There is a common thread between the Pistols and Eminem that I really love. To quote Morrissey 'I think it is more interesting to give the people something they might NOT want'. For all the vitriol aimed at Eminem, he has done this.
I bought White Pony this afternoon, have yet to listen to it. (I have 'Revolver' by the Beatles on at the moment). Yes, I'm pretty certain that Marilyn Manson was in the Wonder Years. I'll have a surf later and find out.
Incidentally, on the subject of Eminem, I was very interested in the words that were deleted out of 'The Way I Am' and 'The Real Slim Shady' in America. Obviously, the actual obsceneties were deleted, but also the words 'white' ('you act like you never seen a white person before'), 'valium' ('you wonder how these kids eat up these albums like valium') and 'feminist' ('feminist women love Eminem'). What is so very offensive about these words and contexts? I just find it a little odd.
cool name
Jane Bane Posted Nov 18, 2001
do you mean they censor the albums or just the singles that get played on the radio? it's stupid either way. i think people should just deal with it... why can't anything just be offensive? I guess i understand, since if you do anger the wrong people they'll pitch a fit... censorship drives me crazy. people should just learn to deal with stuff that makes them uncomfortable... i think there are all kinds of obscure guidelines for what can be played on the air and what can't... and it seems to vary.
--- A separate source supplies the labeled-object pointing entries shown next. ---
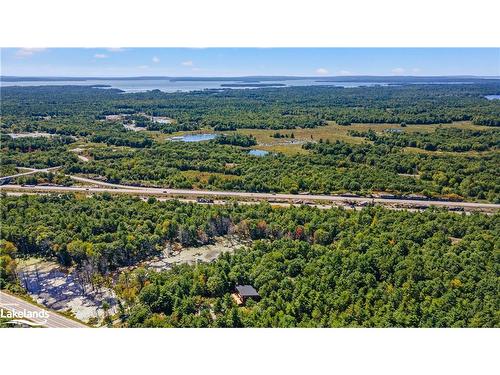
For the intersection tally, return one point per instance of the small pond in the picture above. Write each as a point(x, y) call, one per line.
point(258, 152)
point(194, 137)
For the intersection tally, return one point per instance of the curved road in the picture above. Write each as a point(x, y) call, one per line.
point(141, 191)
point(53, 320)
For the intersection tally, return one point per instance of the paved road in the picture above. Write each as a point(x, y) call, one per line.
point(29, 171)
point(142, 191)
point(52, 320)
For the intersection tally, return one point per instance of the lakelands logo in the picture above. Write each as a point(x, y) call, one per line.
point(23, 316)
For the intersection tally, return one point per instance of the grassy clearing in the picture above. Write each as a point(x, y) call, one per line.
point(334, 132)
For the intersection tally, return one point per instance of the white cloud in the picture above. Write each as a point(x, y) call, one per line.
point(398, 70)
point(345, 73)
point(28, 52)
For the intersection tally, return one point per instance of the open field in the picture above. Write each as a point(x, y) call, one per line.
point(332, 132)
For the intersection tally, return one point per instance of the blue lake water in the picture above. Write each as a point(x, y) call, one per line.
point(167, 85)
point(194, 137)
point(258, 152)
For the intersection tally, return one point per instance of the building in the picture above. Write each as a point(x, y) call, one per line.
point(244, 292)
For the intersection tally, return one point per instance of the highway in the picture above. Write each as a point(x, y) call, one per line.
point(39, 316)
point(293, 198)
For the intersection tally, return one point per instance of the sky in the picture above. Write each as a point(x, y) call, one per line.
point(227, 62)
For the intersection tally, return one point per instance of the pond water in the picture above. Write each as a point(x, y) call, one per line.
point(29, 135)
point(258, 152)
point(194, 137)
point(492, 97)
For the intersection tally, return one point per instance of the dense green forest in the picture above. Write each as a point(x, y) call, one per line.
point(78, 113)
point(312, 267)
point(454, 140)
point(329, 168)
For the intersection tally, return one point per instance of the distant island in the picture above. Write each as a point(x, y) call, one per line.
point(252, 85)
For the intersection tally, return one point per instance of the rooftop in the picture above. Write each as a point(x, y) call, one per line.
point(246, 291)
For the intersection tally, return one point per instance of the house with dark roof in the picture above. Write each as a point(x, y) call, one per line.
point(244, 292)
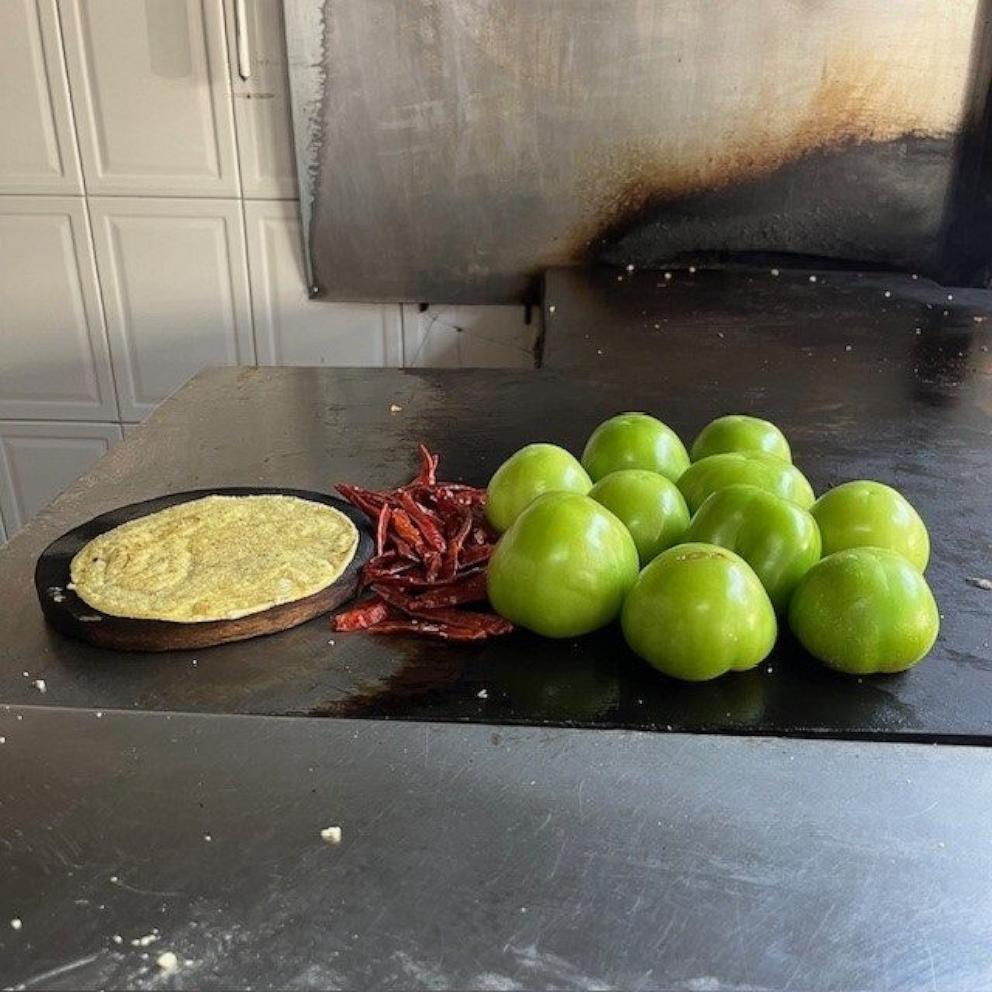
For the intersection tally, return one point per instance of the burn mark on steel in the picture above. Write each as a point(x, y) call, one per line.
point(857, 177)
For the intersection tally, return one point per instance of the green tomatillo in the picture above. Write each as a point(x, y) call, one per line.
point(698, 611)
point(869, 514)
point(764, 471)
point(649, 506)
point(634, 440)
point(738, 432)
point(563, 568)
point(865, 611)
point(778, 539)
point(527, 474)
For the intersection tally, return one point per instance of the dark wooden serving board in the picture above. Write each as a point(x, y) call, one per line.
point(70, 615)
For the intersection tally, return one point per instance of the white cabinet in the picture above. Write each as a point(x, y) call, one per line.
point(468, 337)
point(290, 328)
point(260, 90)
point(38, 461)
point(175, 290)
point(54, 362)
point(37, 144)
point(150, 86)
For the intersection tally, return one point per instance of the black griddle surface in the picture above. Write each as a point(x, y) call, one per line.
point(895, 388)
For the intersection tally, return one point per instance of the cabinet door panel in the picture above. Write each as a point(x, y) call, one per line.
point(290, 328)
point(54, 362)
point(150, 85)
point(38, 148)
point(175, 289)
point(38, 461)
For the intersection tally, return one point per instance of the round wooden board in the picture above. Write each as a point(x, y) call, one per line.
point(65, 611)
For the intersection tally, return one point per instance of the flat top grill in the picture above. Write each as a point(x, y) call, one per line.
point(140, 816)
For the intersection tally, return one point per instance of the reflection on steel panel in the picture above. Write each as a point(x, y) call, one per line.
point(451, 150)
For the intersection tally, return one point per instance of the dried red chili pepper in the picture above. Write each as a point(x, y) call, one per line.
point(428, 466)
point(449, 566)
point(406, 531)
point(428, 628)
point(361, 617)
point(476, 554)
point(432, 545)
point(470, 589)
point(424, 522)
point(381, 529)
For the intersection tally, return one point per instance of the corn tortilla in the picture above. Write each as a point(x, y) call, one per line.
point(216, 558)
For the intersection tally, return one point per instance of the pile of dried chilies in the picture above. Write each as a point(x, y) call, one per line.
point(432, 548)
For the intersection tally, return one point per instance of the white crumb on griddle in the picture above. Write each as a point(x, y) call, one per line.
point(167, 962)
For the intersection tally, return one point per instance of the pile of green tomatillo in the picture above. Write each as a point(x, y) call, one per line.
point(698, 553)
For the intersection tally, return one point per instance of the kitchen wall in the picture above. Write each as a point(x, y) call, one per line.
point(149, 227)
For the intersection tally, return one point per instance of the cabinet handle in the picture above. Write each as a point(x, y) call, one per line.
point(241, 33)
is eminem really saying anything different than what rappers have been saying for years? does he just get more attention because he's white? i'm not a huge fan of his but i respect that he is influential and isn't allowing himself to be sanitized... i really do respect that, integrity. but there's a point where everything about any particular artist just becomes another gimmick, another selling point, at least in the eyes of the record companies, etc. that's what horrifies me... it's all there just to make somebody rich.
cool name
DogManStar Posted Nov 18, 2001
Yes, I suppose I just found it interesting that such relatively harmless words were edited out, and what that said about the way the listening audience is perceived. Unfortunately, JB, there are legions of people whose self appointed role in life is to be horrified and frightened by everything.
Because the Internet is ultimate democracy (although it is under threat) we can only hope that it will prove to be a breeding ground for new talent. As we've observed before in this conversation, you can hear 'angry' music being piped through the childrenswear department of Woolworth's these days.